Keywords: Adversarial Attack, Adversarial Transferability, Black-box Attack
Abstract: Adversarial transferability enables attackers to generate adversarial examples from the source model to attack the target model, which has raised security concerns about the deployment of DNNs in practice. In this paper, we rethink adversarial transferability from a data distribution perspective and further enhance transferability by score matching based optimization. We identify that some samples with injecting small Gaussian noise can fool different target models, and their adversarial examples under different source models have much stronger transferability. We hypothesize that these samples are in the low-density region of the ground truth distribution where models are not well trained.

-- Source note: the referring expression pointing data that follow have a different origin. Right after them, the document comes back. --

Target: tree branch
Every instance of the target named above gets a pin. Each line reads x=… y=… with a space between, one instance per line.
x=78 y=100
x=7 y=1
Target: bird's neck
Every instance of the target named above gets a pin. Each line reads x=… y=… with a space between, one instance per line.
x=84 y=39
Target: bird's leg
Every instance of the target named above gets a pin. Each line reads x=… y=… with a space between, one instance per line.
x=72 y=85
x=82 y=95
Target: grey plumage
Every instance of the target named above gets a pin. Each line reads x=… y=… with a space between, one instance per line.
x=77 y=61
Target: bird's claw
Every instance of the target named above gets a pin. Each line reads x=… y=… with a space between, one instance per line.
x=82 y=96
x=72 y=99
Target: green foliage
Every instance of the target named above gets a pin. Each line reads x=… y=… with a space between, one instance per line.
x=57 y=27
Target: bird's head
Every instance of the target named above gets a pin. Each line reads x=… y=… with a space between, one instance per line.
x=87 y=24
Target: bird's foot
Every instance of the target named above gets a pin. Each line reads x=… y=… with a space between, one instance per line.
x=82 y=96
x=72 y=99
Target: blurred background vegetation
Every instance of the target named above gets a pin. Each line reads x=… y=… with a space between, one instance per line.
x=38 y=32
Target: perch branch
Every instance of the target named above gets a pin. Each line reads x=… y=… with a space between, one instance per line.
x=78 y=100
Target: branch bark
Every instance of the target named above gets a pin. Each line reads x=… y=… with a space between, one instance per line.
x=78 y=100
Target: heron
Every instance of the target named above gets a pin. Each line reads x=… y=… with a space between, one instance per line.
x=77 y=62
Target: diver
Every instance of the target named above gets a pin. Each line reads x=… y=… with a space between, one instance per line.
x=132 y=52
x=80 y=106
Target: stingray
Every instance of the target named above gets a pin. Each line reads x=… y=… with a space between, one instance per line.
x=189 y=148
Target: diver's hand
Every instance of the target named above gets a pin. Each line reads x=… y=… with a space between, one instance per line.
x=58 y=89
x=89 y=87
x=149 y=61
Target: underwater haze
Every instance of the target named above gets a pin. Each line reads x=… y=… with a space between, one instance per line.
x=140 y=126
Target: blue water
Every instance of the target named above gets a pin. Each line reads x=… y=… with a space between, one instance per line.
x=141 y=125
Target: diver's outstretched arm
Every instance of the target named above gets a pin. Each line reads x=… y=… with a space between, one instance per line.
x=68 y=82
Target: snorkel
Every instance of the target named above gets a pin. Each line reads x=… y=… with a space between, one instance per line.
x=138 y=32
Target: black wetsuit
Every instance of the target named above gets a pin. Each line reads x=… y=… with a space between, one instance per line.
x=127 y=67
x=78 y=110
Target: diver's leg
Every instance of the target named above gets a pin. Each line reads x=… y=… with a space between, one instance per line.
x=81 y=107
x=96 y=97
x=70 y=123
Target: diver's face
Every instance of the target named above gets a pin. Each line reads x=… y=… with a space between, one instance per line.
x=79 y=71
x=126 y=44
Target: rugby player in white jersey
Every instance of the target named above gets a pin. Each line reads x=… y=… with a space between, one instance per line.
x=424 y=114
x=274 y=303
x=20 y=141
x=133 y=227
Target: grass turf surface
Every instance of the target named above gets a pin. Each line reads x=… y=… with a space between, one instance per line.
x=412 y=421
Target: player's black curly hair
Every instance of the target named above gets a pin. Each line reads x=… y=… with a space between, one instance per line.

To improve the attack success rate of adversarial examples, we match the adversarial attacks with the directions which effectively decrease the ground truth density. We propose Intrinsic Adversarial Attack (IAA), which smooths the activation function and decreases the impact of the later layers of a given normal model, to increase the alignment of adversarial attack and the gradient of joint data distribution. We conduct comprehensive transferable attacks against multiple DNNs and show that our IAA can boost the transferability of the crafted attacks in all cases and go beyond state-of-the-art methods.
One-sentence Summary: In this paper, we rethink adversarial transferability from a data distribution perspective and further enhance transferability by score matching based optimization.